Manulife Financial and China Life Volatility Contrast

   Predicted Return Density   
       Returns  

Pair Trading with Manulife Financial and China Life

The main advantage of trading using opposite Manulife Financial and China Life positions is that it hedges away some unsystematic risk. Because of two separate transactions, even if Manulife Financial position performs unexpectedly, China Life can make up some of the losses. Pair trading also minimizes risk from directional movements in the market. For example, if an entire industry or sector drops because of unexpected headlines, the short position in China Life will offset losses from the drop in China Life's long position.
The idea behind Manulife Financial Corp and China Life Insurance pairs trading is to make the combined position market-neutral, meaning the overall market's direction will not affect its win or loss (or potential downside or upside).

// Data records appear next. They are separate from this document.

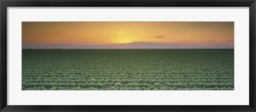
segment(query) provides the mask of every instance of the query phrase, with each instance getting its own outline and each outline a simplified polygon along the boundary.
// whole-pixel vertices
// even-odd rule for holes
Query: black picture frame
[[[255,0],[0,0],[1,111],[256,111]],[[249,106],[9,106],[7,105],[7,7],[249,7]]]

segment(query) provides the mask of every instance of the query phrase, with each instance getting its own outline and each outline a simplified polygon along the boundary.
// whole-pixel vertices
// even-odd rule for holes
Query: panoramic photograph
[[[234,90],[234,22],[22,22],[22,90]]]

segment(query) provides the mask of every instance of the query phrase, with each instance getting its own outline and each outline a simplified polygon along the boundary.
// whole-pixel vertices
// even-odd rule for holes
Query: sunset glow
[[[234,46],[234,25],[233,22],[23,22],[22,45],[148,42]]]

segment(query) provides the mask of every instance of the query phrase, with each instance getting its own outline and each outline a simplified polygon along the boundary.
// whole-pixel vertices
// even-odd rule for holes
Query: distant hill
[[[234,46],[186,46],[173,44],[134,42],[110,45],[22,45],[23,49],[234,49]]]

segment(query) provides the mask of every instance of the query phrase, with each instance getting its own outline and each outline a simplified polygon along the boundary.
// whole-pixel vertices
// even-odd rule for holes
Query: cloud
[[[218,23],[217,24],[214,24],[213,25],[214,26],[220,26],[220,25],[223,25],[222,23]]]
[[[224,41],[225,42],[234,42],[234,39],[225,39],[224,40]]]
[[[155,36],[154,37],[154,39],[161,39],[161,38],[163,38],[164,37],[164,36],[162,36],[162,35],[160,35],[160,36]]]
[[[204,40],[204,41],[216,41],[217,40]]]
[[[117,32],[118,33],[119,33],[119,34],[122,34],[123,33],[122,31],[116,31],[116,32]]]

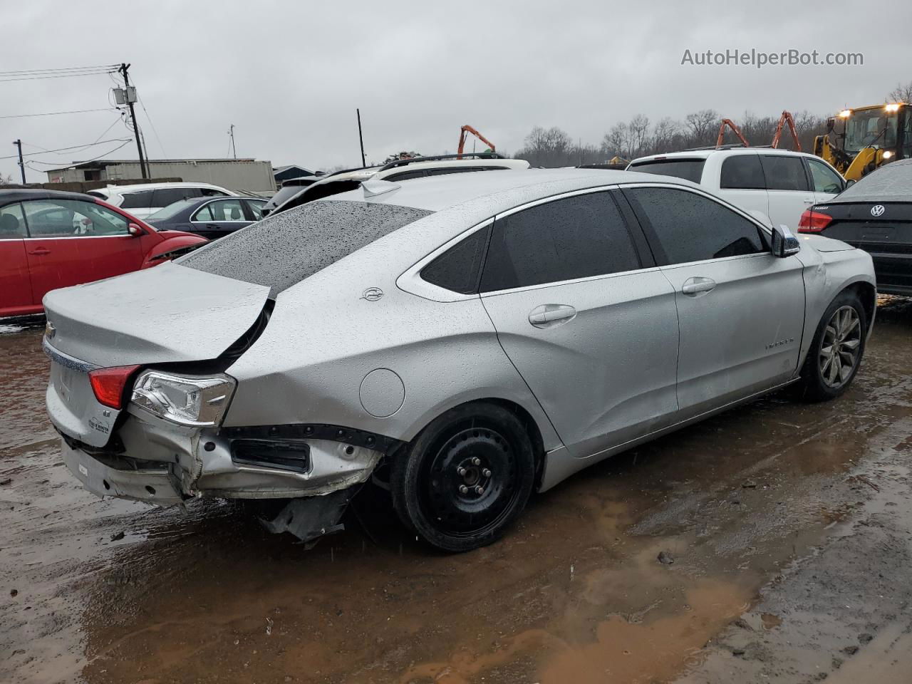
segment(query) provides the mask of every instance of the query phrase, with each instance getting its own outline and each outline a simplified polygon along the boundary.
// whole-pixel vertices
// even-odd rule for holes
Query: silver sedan
[[[465,551],[614,453],[792,383],[837,397],[875,303],[865,252],[679,179],[368,181],[47,295],[47,411],[97,494],[257,500],[309,540],[378,484]]]

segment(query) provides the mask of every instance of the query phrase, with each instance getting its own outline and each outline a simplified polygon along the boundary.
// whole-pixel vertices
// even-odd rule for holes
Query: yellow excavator
[[[891,102],[843,109],[827,119],[826,133],[814,139],[814,153],[846,181],[858,181],[882,164],[912,157],[912,106]]]

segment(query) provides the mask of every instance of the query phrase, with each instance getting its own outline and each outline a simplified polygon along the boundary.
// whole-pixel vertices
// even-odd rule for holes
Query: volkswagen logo
[[[383,296],[383,290],[379,287],[368,287],[361,294],[361,299],[367,299],[368,302],[376,302]]]

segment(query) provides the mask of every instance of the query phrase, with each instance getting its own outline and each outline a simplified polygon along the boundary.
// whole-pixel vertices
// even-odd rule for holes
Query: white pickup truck
[[[819,157],[769,148],[720,148],[635,159],[627,171],[700,183],[742,209],[762,212],[773,225],[798,230],[805,209],[845,189],[839,172]]]

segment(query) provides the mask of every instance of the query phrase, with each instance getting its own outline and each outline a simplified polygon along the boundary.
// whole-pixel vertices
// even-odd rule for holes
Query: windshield
[[[627,171],[637,171],[642,173],[658,173],[661,176],[674,176],[685,181],[700,182],[703,177],[704,159],[661,159],[649,160],[630,164]]]
[[[836,202],[907,202],[912,187],[912,160],[884,164],[847,187]]]
[[[896,146],[896,114],[883,108],[854,111],[845,119],[845,151],[859,152],[874,145],[892,149]]]
[[[169,204],[163,209],[160,209],[154,213],[149,214],[149,216],[146,217],[146,221],[161,221],[161,219],[170,219],[171,216],[176,216],[194,202],[196,201],[181,200],[180,202],[175,202],[173,204]]]
[[[275,296],[432,212],[326,200],[269,216],[175,260],[197,271],[268,285]]]

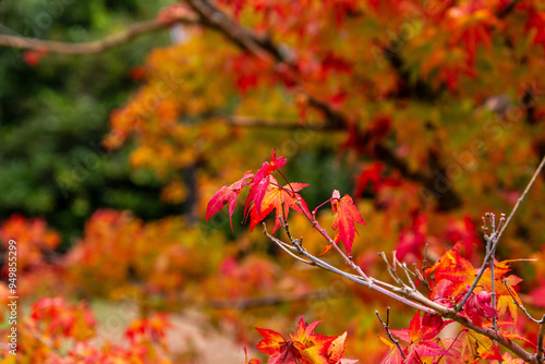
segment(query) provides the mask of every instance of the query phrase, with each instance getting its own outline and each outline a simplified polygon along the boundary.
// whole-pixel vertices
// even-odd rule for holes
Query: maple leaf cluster
[[[280,168],[286,165],[286,157],[276,158],[275,150],[270,157],[270,162],[263,162],[262,168],[257,170],[255,174],[247,171],[239,181],[219,189],[208,202],[206,219],[208,220],[223,208],[223,206],[229,205],[229,221],[232,229],[232,215],[234,213],[237,198],[242,189],[246,185],[250,187],[250,192],[244,206],[244,216],[246,218],[250,216],[250,227],[252,230],[272,210],[276,210],[272,232],[278,230],[278,228],[286,222],[290,209],[303,214],[311,221],[315,221],[316,209],[327,202],[330,202],[334,215],[331,228],[337,231],[334,239],[335,243],[342,242],[347,250],[347,254],[350,254],[354,236],[358,233],[355,223],[365,225],[352,197],[347,194],[341,198],[339,191],[335,190],[331,198],[318,206],[311,214],[306,202],[298,193],[308,184],[291,182],[281,186],[271,175],[272,172],[278,171],[283,178]],[[328,245],[325,252],[330,250],[331,246],[332,245]]]

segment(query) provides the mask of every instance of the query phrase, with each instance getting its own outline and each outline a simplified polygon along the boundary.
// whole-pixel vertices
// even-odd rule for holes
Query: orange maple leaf
[[[347,332],[339,337],[314,333],[320,321],[306,324],[301,317],[291,340],[270,329],[256,328],[264,337],[256,348],[270,355],[269,364],[353,364],[356,361],[342,357]]]

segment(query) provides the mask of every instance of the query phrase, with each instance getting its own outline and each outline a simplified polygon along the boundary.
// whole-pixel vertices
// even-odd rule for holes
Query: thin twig
[[[142,34],[166,29],[177,23],[198,24],[195,17],[186,17],[186,16],[179,16],[179,17],[173,16],[168,21],[154,19],[150,21],[140,22],[130,25],[119,34],[109,35],[102,39],[87,41],[87,43],[43,40],[36,38],[27,38],[23,36],[1,34],[0,47],[28,49],[28,50],[46,51],[51,53],[64,53],[64,54],[99,53],[107,49],[125,44]]]
[[[479,271],[477,276],[475,277],[475,280],[473,281],[473,284],[471,286],[470,290],[468,291],[468,293],[465,294],[465,296],[463,298],[463,300],[460,302],[460,304],[458,306],[455,307],[456,312],[459,312],[459,311],[462,310],[463,305],[469,300],[471,293],[473,292],[473,290],[475,289],[475,287],[479,284],[479,281],[483,277],[483,274],[486,270],[486,268],[488,266],[488,263],[491,262],[491,259],[493,257],[494,252],[496,251],[496,246],[498,245],[499,239],[501,238],[501,235],[506,231],[507,227],[509,226],[509,222],[511,222],[512,217],[514,216],[514,214],[519,209],[519,206],[524,201],[524,197],[526,196],[528,192],[530,191],[530,189],[534,184],[535,180],[537,179],[537,175],[540,175],[540,173],[543,170],[544,166],[545,166],[545,156],[543,157],[542,161],[540,162],[540,166],[537,166],[534,174],[532,175],[532,179],[530,179],[530,182],[528,183],[526,187],[524,189],[524,191],[520,195],[519,199],[517,199],[517,204],[514,204],[514,206],[513,206],[513,208],[511,210],[511,214],[509,214],[509,217],[507,218],[506,222],[501,226],[501,230],[499,230],[499,233],[494,236],[493,244],[492,244],[489,251],[486,253],[486,257],[485,257],[485,259],[483,262],[483,266],[481,267],[481,270]]]
[[[537,356],[537,361],[543,363],[543,337],[545,336],[545,315],[543,315],[540,321],[540,333],[537,335],[537,351],[535,356]]]
[[[384,330],[386,331],[388,339],[390,339],[390,341],[393,342],[396,344],[396,347],[398,347],[398,350],[401,353],[401,356],[403,356],[403,360],[405,360],[407,355],[403,352],[403,350],[401,349],[401,345],[399,344],[399,340],[393,338],[393,336],[390,332],[390,327],[389,327],[389,325],[390,325],[390,323],[389,323],[390,321],[390,307],[386,307],[386,323],[383,321],[383,318],[380,317],[378,310],[375,310],[375,314],[376,314],[376,317],[378,317],[378,320],[380,321],[380,324],[383,324]]]
[[[530,313],[528,312],[526,308],[524,308],[520,303],[519,301],[514,298],[514,294],[512,293],[511,291],[511,288],[509,287],[509,284],[507,284],[507,282],[504,280],[501,281],[504,283],[504,286],[507,288],[507,292],[509,292],[509,295],[511,295],[511,299],[512,299],[512,302],[514,303],[514,305],[517,307],[519,307],[520,311],[522,311],[524,313],[524,315],[526,315],[526,317],[529,319],[531,319],[532,321],[536,323],[536,324],[541,324],[543,318],[540,320],[540,319],[535,319],[532,317],[532,315],[530,315]]]

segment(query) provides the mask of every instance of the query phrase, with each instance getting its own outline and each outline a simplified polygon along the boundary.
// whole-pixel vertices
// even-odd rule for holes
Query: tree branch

This can be achieved by designing a pairs trade with two highly correlated stocks or equities that operate in a similar space or sector, making it possible to obtain profits through simple and relatively low-risk investment.
Check out your portfolio center.
Note that this page's information should be used as a complementary analysis to find the right mix of equity instruments to add to your existing portfolios or create a brand new portfolio. You can also try the Fundamentals Comparison module to compare fundamentals across multiple equities to find investing opportunities.